Posted at 5:55 PM, May 20, 2024

BAKERSFIELD, Calif. (KERO) — Heading into the 20th Congressional District Special Election, Republicans Vince Fong and Mike Boudreaux are set to face-off to find out who will replace Kevin McCarthy for the remainder of his term.

  • Assembly Bill 626, first introduced in March 2023 and passed in September, allows a voter to vote their mail-in ballot in-person at their polling location without the envelope.
  • This special election will be the first time AB 626 is in place for Kern.

Heading into the 20th Congressional District Special Election, Republicans Vince Fong and Mike Boudreaux are set to face-off to find out who will replace Kevin McCarthy for the remainder of his term.

Many people have received and filled out their mail-in ballot for this race, but for the first time ever, Kern County voters can turn in their ballot without it's envelope to their poll site and have the vote tallied on election night.

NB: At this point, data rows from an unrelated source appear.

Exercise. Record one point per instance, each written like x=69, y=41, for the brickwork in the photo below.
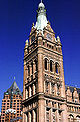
x=12, y=100
x=45, y=98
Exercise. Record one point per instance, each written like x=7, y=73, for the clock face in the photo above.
x=49, y=36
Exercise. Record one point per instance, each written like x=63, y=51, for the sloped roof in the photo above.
x=14, y=89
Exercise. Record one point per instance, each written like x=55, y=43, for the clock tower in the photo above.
x=44, y=98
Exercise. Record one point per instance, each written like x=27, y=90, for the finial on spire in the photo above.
x=41, y=1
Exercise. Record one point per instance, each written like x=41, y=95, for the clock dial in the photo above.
x=49, y=36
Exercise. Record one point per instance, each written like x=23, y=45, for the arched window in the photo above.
x=51, y=68
x=56, y=68
x=45, y=64
x=71, y=118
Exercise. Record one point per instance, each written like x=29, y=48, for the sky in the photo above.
x=16, y=18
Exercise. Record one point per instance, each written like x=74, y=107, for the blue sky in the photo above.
x=16, y=18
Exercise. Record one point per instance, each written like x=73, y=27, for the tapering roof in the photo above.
x=41, y=17
x=14, y=89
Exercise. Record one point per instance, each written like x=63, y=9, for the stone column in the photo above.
x=34, y=116
x=34, y=69
x=40, y=73
x=29, y=91
x=26, y=74
x=41, y=110
x=33, y=89
x=50, y=87
x=55, y=87
x=26, y=93
x=29, y=117
x=64, y=113
x=57, y=114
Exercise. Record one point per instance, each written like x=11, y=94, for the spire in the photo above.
x=41, y=17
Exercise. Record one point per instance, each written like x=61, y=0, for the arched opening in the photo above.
x=45, y=64
x=28, y=71
x=71, y=118
x=51, y=68
x=56, y=68
x=77, y=118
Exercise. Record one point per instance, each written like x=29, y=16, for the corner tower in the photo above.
x=44, y=98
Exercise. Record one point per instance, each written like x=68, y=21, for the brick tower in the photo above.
x=44, y=98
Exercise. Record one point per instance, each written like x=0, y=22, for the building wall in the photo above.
x=6, y=104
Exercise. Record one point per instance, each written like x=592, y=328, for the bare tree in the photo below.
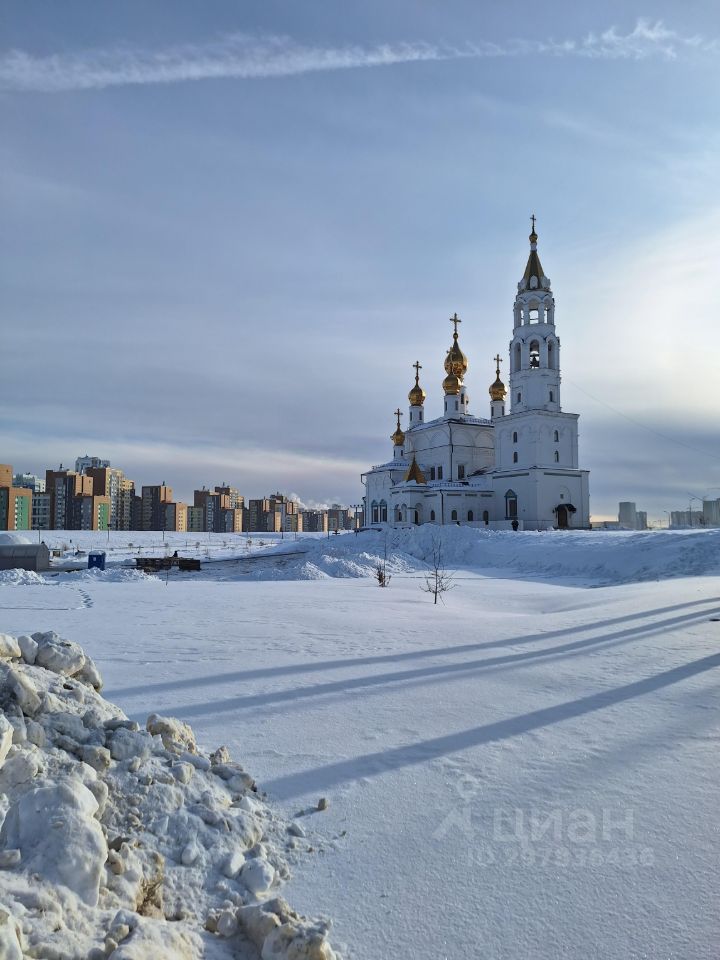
x=381, y=575
x=438, y=580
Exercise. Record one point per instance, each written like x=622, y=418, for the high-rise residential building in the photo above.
x=83, y=464
x=235, y=499
x=154, y=499
x=90, y=513
x=627, y=515
x=29, y=480
x=63, y=486
x=15, y=502
x=274, y=514
x=112, y=482
x=195, y=519
x=40, y=510
x=314, y=521
x=711, y=513
x=175, y=517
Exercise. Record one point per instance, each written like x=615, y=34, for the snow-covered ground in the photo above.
x=527, y=771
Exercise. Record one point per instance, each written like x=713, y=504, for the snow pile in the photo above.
x=21, y=578
x=591, y=556
x=124, y=843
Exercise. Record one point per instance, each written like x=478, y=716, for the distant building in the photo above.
x=15, y=508
x=685, y=519
x=112, y=482
x=195, y=519
x=314, y=521
x=63, y=486
x=83, y=464
x=154, y=499
x=711, y=513
x=274, y=514
x=90, y=513
x=15, y=502
x=175, y=517
x=627, y=515
x=30, y=481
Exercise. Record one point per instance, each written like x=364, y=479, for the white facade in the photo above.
x=517, y=468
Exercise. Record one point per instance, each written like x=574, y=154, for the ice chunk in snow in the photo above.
x=8, y=646
x=6, y=732
x=53, y=826
x=58, y=655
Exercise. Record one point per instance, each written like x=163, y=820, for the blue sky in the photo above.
x=229, y=228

Assembly Bill 626, first introduced in March 2023 and passed in September, allows a voter to vote their mail-in ballot in-person at their polling location without the envelope as long as the site meets certain requirements.

Political professor Ian Anderson said those voters will go through the same processes as other in-person voters, including verifying their name, address, and signatures.

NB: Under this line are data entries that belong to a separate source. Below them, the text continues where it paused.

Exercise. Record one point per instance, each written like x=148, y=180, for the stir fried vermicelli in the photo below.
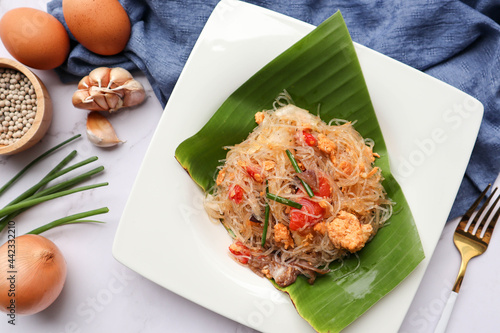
x=305, y=232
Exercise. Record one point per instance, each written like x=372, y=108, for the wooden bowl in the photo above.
x=43, y=116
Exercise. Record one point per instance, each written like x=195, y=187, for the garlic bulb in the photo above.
x=100, y=131
x=108, y=89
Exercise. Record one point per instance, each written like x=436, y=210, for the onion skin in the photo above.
x=40, y=274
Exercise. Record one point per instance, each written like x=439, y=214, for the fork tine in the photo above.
x=489, y=230
x=485, y=218
x=466, y=217
x=480, y=213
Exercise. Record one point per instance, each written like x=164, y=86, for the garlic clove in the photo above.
x=99, y=77
x=114, y=101
x=134, y=93
x=100, y=131
x=118, y=76
x=82, y=99
x=98, y=97
x=84, y=83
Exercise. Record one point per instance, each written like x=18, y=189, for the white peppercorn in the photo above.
x=17, y=105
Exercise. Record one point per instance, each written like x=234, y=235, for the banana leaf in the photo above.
x=321, y=72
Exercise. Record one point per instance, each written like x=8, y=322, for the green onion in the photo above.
x=31, y=202
x=75, y=218
x=34, y=162
x=308, y=189
x=266, y=217
x=39, y=192
x=282, y=200
x=66, y=185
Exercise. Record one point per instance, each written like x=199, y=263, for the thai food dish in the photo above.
x=298, y=194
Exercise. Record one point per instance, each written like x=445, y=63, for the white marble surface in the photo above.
x=101, y=295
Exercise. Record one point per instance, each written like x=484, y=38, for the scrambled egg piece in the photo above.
x=259, y=117
x=326, y=145
x=282, y=235
x=346, y=232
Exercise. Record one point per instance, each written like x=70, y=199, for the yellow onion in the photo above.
x=32, y=274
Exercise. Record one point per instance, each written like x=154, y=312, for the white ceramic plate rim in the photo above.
x=429, y=127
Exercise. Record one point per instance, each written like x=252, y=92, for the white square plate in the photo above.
x=164, y=234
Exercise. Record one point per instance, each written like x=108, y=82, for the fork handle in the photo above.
x=445, y=316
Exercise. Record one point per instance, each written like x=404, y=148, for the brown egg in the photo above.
x=34, y=38
x=101, y=26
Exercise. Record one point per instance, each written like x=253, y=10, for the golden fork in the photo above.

“Your vote is not provisional when you do a mail-in vote, and so I think that in a lot of ways will speed things up," he said.

This special election will be the first time AB 626 is in place for Kern.

Once at the polling site, election’s officials will then confirm through their system that a person has not already voted and then change the status of their vote from a vote by mail to in-person.

Proponents of this bill said not only will it speed up the voting process but help those with disabilities by allowing them to spend as much time as they need filling out their ballot at home but then turning it in to a polling place.

“Upfront there could be a lot of labor," Anderson said. "But if your turning in your ballot directly to a polling site then it goes straight to the elections office that’s shortening the number of trips your ballot is taking."

As for the county elections office, they said it’s important voters turn their ballots back into their designated polling site.

Furthermore, they said AB 626 helps accommodate voter preference as well as those with lost or damaged envelopes.

Polls open Tuesday at 7 a.m. and close at 8 p.m.